Moving across generations and continents, from Beli’s tragic past in the Dominican Republic to struggles and dreams in suburban America, this is the wondrous story of Oscar, his family and their search for love and belonging.
Review- This is another book that is difficult to rate.
Firstly, I think the title, cover, and synopsis are pretty misleading.
The title suggests that this book is basically all about Oscar, it’s not. Maybe a quarter of the book is directly about Oscar, the rest is about his family, so indirectly about him in that sense, but you learn a lot more about other characters than you ever do about Oscar. The title also suggests that Oscar has a particularly interesting and good life, he doesn’t.
There are obviously other covers but the one above is the one I have. The cover suggests that the book is about Oscar as a child, and it was, for about 3 pages, then suddenly he’s in college. There is no part of the book that sounds anything like what is depicted on the cover.

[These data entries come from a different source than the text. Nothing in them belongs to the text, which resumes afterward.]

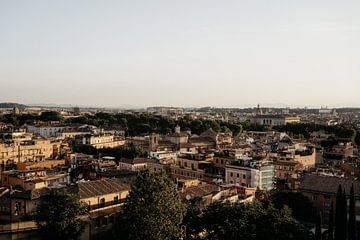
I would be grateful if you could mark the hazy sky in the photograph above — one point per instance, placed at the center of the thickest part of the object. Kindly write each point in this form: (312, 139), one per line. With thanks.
(180, 53)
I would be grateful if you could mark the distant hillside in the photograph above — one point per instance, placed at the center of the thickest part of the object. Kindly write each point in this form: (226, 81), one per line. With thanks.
(12, 105)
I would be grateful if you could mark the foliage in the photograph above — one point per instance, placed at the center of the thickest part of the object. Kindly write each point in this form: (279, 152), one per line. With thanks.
(153, 210)
(302, 208)
(352, 216)
(58, 216)
(318, 232)
(250, 221)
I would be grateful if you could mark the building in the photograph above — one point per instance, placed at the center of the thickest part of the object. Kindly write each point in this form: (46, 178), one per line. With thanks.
(29, 150)
(134, 164)
(104, 199)
(250, 174)
(46, 131)
(274, 120)
(190, 166)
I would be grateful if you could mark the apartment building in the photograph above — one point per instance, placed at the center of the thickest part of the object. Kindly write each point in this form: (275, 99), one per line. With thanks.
(250, 174)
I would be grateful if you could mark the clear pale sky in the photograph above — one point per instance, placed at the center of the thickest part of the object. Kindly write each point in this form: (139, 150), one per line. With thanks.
(180, 53)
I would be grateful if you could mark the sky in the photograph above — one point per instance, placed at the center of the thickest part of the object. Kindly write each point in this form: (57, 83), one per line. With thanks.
(188, 53)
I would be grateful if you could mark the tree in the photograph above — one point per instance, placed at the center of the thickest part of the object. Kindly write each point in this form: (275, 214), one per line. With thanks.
(50, 116)
(340, 215)
(222, 221)
(153, 210)
(301, 206)
(318, 231)
(58, 216)
(344, 214)
(331, 223)
(352, 216)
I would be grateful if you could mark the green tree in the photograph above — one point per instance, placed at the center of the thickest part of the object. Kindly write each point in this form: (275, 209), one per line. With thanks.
(352, 216)
(153, 210)
(50, 116)
(58, 216)
(331, 223)
(318, 232)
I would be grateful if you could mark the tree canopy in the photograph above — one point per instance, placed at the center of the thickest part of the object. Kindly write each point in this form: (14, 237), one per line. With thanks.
(250, 221)
(58, 216)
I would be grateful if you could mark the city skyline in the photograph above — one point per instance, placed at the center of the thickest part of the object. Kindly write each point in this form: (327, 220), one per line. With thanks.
(190, 54)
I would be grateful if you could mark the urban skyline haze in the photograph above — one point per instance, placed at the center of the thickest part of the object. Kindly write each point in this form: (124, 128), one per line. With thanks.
(180, 53)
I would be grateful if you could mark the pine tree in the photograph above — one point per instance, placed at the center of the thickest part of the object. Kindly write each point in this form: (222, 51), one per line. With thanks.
(318, 227)
(331, 223)
(338, 215)
(352, 216)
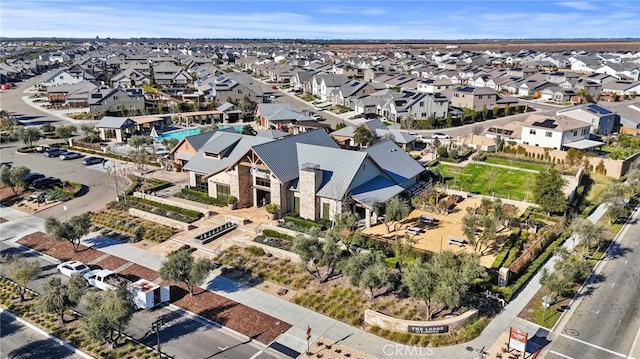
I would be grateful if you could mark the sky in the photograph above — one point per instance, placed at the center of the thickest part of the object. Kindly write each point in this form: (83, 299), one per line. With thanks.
(321, 19)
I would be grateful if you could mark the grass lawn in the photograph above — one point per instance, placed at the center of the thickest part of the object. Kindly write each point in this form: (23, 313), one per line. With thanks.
(519, 164)
(483, 179)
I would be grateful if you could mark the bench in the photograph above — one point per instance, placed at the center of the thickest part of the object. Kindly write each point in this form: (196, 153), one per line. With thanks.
(214, 233)
(457, 241)
(413, 230)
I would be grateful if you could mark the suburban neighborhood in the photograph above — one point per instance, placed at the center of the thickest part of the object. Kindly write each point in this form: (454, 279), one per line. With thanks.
(341, 199)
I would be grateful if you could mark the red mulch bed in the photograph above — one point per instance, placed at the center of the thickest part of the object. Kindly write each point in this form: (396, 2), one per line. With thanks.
(136, 271)
(248, 321)
(112, 262)
(43, 243)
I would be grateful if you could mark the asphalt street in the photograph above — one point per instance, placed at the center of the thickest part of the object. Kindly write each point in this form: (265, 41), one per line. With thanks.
(17, 341)
(181, 337)
(606, 321)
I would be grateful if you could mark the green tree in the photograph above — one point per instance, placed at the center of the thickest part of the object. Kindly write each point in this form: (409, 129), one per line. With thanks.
(394, 211)
(21, 271)
(313, 252)
(421, 280)
(362, 136)
(12, 177)
(248, 130)
(180, 266)
(554, 282)
(547, 191)
(65, 132)
(28, 135)
(89, 132)
(107, 314)
(591, 234)
(71, 231)
(57, 298)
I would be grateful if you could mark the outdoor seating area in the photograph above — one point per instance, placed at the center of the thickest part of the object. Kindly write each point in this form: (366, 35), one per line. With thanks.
(214, 233)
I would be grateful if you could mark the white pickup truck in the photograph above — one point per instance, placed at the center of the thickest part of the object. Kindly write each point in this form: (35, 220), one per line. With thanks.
(145, 294)
(104, 279)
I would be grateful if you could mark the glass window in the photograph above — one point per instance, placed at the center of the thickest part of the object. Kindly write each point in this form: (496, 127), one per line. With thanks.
(223, 191)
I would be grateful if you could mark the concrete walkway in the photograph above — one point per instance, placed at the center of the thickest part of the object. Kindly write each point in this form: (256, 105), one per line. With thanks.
(20, 224)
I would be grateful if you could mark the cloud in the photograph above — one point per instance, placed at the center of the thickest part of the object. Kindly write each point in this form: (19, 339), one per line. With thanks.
(578, 5)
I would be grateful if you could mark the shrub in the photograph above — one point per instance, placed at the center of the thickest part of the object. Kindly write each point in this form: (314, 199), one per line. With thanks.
(302, 222)
(201, 197)
(256, 251)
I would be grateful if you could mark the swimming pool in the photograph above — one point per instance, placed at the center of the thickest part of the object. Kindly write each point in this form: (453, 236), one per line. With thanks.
(182, 133)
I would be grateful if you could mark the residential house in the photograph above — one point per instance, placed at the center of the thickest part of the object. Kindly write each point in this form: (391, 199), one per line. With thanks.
(557, 132)
(475, 98)
(601, 119)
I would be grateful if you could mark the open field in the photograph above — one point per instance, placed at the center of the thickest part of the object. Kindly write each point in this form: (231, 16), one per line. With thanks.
(483, 179)
(515, 163)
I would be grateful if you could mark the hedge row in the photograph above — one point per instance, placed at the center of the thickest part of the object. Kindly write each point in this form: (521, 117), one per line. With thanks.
(502, 255)
(167, 207)
(509, 291)
(275, 234)
(201, 197)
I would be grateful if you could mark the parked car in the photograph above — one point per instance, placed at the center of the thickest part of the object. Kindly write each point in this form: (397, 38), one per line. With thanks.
(46, 182)
(91, 160)
(28, 179)
(53, 152)
(70, 155)
(440, 135)
(104, 279)
(72, 267)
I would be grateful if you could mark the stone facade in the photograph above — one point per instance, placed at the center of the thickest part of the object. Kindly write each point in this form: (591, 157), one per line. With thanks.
(383, 321)
(309, 182)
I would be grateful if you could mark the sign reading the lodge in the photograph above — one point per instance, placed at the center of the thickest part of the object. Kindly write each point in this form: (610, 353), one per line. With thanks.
(432, 329)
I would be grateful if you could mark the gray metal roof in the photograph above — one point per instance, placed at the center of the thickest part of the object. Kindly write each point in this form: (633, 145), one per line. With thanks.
(378, 189)
(210, 166)
(281, 156)
(339, 167)
(394, 161)
(115, 122)
(272, 134)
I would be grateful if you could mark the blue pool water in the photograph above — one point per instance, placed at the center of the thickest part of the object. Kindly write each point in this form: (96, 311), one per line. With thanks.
(180, 134)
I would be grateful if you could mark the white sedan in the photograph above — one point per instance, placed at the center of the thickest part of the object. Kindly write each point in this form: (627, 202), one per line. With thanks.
(72, 267)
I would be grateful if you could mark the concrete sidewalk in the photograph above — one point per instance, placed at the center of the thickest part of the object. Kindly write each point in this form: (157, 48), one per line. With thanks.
(299, 317)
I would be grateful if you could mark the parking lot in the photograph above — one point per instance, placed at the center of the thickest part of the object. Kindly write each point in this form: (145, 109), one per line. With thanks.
(101, 188)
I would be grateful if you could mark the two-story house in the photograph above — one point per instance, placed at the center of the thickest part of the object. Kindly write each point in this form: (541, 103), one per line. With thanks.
(555, 132)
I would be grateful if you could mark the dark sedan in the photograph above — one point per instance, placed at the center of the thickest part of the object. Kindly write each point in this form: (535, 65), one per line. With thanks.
(92, 160)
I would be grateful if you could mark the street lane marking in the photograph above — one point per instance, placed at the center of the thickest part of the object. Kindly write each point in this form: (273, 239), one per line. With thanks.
(560, 355)
(594, 346)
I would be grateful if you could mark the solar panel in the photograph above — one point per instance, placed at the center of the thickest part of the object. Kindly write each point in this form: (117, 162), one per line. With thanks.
(548, 123)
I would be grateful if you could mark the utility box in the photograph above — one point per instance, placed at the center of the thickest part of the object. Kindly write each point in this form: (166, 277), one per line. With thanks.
(147, 295)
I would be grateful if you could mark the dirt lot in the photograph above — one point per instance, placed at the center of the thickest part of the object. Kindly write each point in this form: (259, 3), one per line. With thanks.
(435, 239)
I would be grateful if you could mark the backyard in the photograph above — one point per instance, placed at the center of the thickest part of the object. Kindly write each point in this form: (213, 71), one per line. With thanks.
(489, 180)
(515, 163)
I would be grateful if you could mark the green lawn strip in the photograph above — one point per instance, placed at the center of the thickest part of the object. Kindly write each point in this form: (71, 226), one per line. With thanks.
(518, 164)
(483, 179)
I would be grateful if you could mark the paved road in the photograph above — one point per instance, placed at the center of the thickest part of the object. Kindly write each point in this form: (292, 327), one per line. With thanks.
(20, 342)
(182, 336)
(606, 322)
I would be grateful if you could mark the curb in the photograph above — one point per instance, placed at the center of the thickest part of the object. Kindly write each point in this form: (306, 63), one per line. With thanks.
(46, 334)
(596, 270)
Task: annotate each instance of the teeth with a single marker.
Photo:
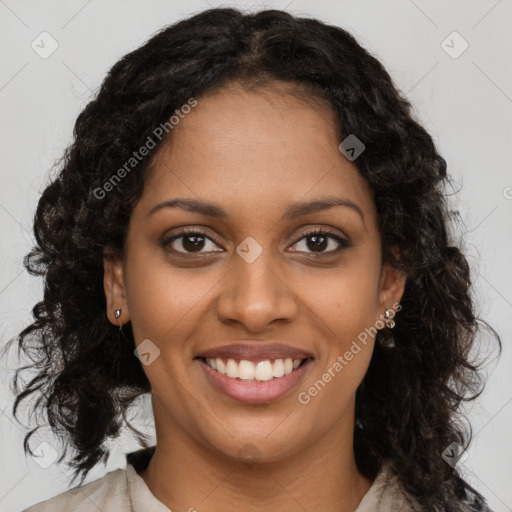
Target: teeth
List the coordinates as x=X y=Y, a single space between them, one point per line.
x=261 y=371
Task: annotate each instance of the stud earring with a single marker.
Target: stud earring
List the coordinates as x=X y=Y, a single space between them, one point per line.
x=388 y=319
x=117 y=315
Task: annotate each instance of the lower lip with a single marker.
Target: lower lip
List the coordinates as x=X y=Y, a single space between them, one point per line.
x=254 y=392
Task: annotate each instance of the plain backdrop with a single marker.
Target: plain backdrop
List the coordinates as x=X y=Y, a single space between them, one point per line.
x=463 y=96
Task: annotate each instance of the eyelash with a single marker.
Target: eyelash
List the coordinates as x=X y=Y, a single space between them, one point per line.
x=343 y=243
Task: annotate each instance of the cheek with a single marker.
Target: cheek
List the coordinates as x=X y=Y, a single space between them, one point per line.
x=163 y=301
x=345 y=299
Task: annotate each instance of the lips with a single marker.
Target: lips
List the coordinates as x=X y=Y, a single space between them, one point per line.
x=255 y=352
x=279 y=369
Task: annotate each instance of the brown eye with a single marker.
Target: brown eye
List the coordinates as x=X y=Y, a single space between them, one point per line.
x=319 y=241
x=189 y=242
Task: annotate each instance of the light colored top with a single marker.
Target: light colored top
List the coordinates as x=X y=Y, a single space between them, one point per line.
x=123 y=490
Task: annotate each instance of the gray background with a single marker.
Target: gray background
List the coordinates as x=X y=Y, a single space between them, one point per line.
x=464 y=102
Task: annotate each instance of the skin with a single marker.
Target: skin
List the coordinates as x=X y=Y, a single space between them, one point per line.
x=253 y=154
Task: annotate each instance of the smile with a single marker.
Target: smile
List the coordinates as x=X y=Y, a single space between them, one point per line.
x=254 y=382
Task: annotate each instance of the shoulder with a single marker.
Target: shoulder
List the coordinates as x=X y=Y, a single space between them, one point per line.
x=387 y=494
x=108 y=494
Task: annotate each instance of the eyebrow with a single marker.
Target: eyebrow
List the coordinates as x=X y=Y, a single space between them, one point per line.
x=293 y=211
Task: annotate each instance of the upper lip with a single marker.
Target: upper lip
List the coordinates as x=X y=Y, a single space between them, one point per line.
x=255 y=352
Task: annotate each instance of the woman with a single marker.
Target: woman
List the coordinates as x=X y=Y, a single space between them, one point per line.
x=250 y=225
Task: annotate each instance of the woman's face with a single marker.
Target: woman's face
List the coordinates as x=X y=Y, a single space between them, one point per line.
x=253 y=277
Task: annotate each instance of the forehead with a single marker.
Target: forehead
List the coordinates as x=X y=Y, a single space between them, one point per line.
x=247 y=148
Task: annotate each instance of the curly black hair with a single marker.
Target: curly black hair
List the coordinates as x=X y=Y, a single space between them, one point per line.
x=408 y=405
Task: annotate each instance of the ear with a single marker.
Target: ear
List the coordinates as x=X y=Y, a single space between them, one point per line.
x=114 y=286
x=392 y=285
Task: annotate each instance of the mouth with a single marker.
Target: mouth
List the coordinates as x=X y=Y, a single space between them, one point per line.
x=258 y=371
x=254 y=374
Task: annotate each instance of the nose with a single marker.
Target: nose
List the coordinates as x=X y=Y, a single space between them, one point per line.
x=256 y=294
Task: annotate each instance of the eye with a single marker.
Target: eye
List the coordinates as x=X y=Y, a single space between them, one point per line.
x=318 y=240
x=189 y=242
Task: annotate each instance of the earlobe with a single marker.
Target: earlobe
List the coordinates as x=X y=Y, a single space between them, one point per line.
x=392 y=287
x=114 y=287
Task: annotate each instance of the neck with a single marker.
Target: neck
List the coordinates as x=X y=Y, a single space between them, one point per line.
x=185 y=475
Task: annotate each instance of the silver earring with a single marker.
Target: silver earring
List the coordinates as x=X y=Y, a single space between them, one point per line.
x=388 y=319
x=117 y=315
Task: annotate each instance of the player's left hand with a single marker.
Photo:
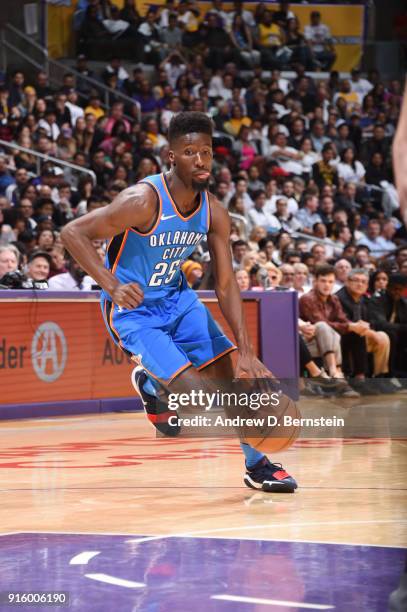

The synopsis is equally misleading and to me certainly reads as if Oscar, and his sister are children, children are typically the ones that want to run away in books, adults just leave. The synopsis at least mentions the rest of his family but to me it still suggests that the book is mostly about Oscar!
The actual story, is reasonably interesting, more the parts about the other family members than those about Oscar though. However, despite supposedly going through the history of the family, one major family member only gets a passing mention, it’s odd, others have about a hundred pages dedicated to them. Also, it might be realistic but some of the violence I felt was unnecessarily graphic, and there was no warning going into the book.
The writing is an issue. There was a lot of Spanish in this, and not knowing Spanish, I feel like I missed out on things. I googled a few words and sometimes my guesses as to their meaning were right, but other times they were completely wrong. It’s hard to get into a book when a bunch of it is written in a language you don’t speak. The lack of warning about the Spanish content anywhere on the back cover etc was also very annoying.
There were a lot of footnotes in this book and some of them are almost a full page of tiny writing. Their inclusion made things very disjointed, you were constantly pulled out of the actual story to be told about obscure things. Much of what was in the footnotes really wasn’t needed for the story either. What was needed should have somehow been included into the main story properly, the book would be much better that way. The footnotes were mostly about the history of the Dominican Republic and I think to really enjoy this book you need to have some basic knowledge of this history already, or be very interested in it. It also wasn’t clear who the narrator was until about half way through the book which bothered me a little.
This book could have been great, some of the characters were really interesting but the Spanish and footnotes were annoying. It was a chore to get through this at times. If you don’t know at least basic Spanish, or aren’t happy to constantly google things while reading, then I wouldn’t recommend this.
Has anyone else read it? What did you think?